Meus lábios traçaram um caminho lento, explorando cada centímetro de sua pele, até que mergulhei por baixo da camisa que ela vestia. O toque quente da minha boca arrancou dela um suspiro profundo, enquanto suas mãos se moviam indecisas entre me puxar para mais perto ou me conter. Abocanhei seu seio com suavidade, deixando minha língua brincar ali, lenta, saboreando cada reação dela. Juh arqueou as costas e soltou um gemido abafado. A respiração entrecortada escapando só me motivava a avançar.
— Para, amor... A porta não está trancada... Kaique... — murmurou, com a voz rouca.
Eu sorri contra sua pele, sem pressa de largá-la. Minha mão deslizou por sua cintura e Juh suspirava, inquieta, até que seus dedos se enroscaram no meu cabelo e, com delicadeza, me guiaram para cima.
Quando finalmente alcancei seus lábios, a gatinha me puxou com força. Eu não entendia se ela queria me conter ou se entregar naquele beijo. Era urgente, e os nossos corpos se ajustaram naturalmente.
— Você me enlouquece... — sussurrei, quase sem conseguir desgrudar da sua boca.
— Você não disse que esse remédio ia abaixar seu fogo? — Júlia perguntou, me fazendo rir.
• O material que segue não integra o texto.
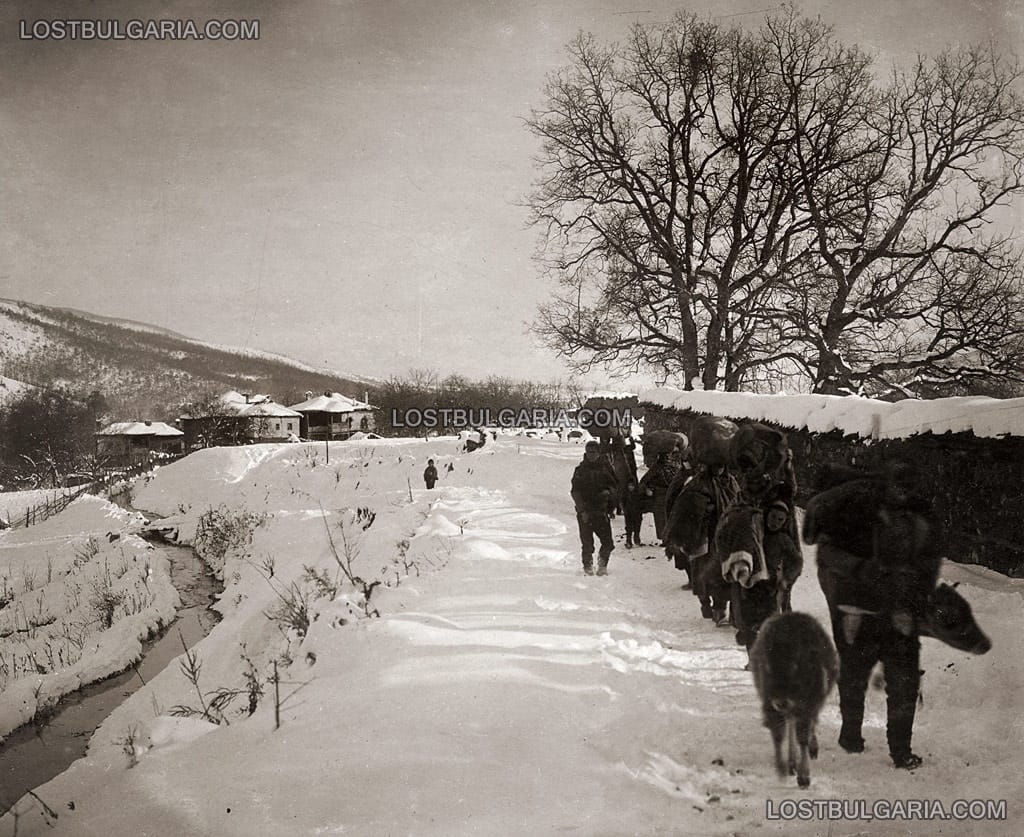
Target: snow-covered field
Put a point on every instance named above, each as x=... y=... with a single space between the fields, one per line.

— Ainda bem que não, né?! — respondi, voltando a beijá-la.
Dessa vez sem pressa, eu só tinha a necessidade de senti-la. Beijei-a devagar e senti, pouco a pouco, a nossa respiração se acalmando.
Quando me afastei um pouco, ela roubou mais um selinho, depois outro, até que estávamos rindo baixinho, distribuindo pequenos beijos no rosto uma da outra.
— Não é só nós trancarmos a porta? — perguntei, fingindo indignação.
— Aí daqui a pouco Kaique chama a gente e as coisas... ficam pela metade — falou, vacilante, como se tivesse medo das palavras.
— Você é tão engraçada, gatinha... — disse, segurando no queixo dela e roubando mais um beijinho.
— Quem sabe à noite? — ela disse, animada.
— Essa noite promete... — brinquei.
E praticamente no mesmo instante, ouvimos Kaique nos gritar do quintal.
— Eu avisei — Juh falou, rindo da careta que eu fiz.
Olhei pela janela e ele estava todo molhado, dando banho no Brad e nos chamando para brincar... Obviamente, nós tomamos a decisão mais sábia possível e nos juntamos a ele!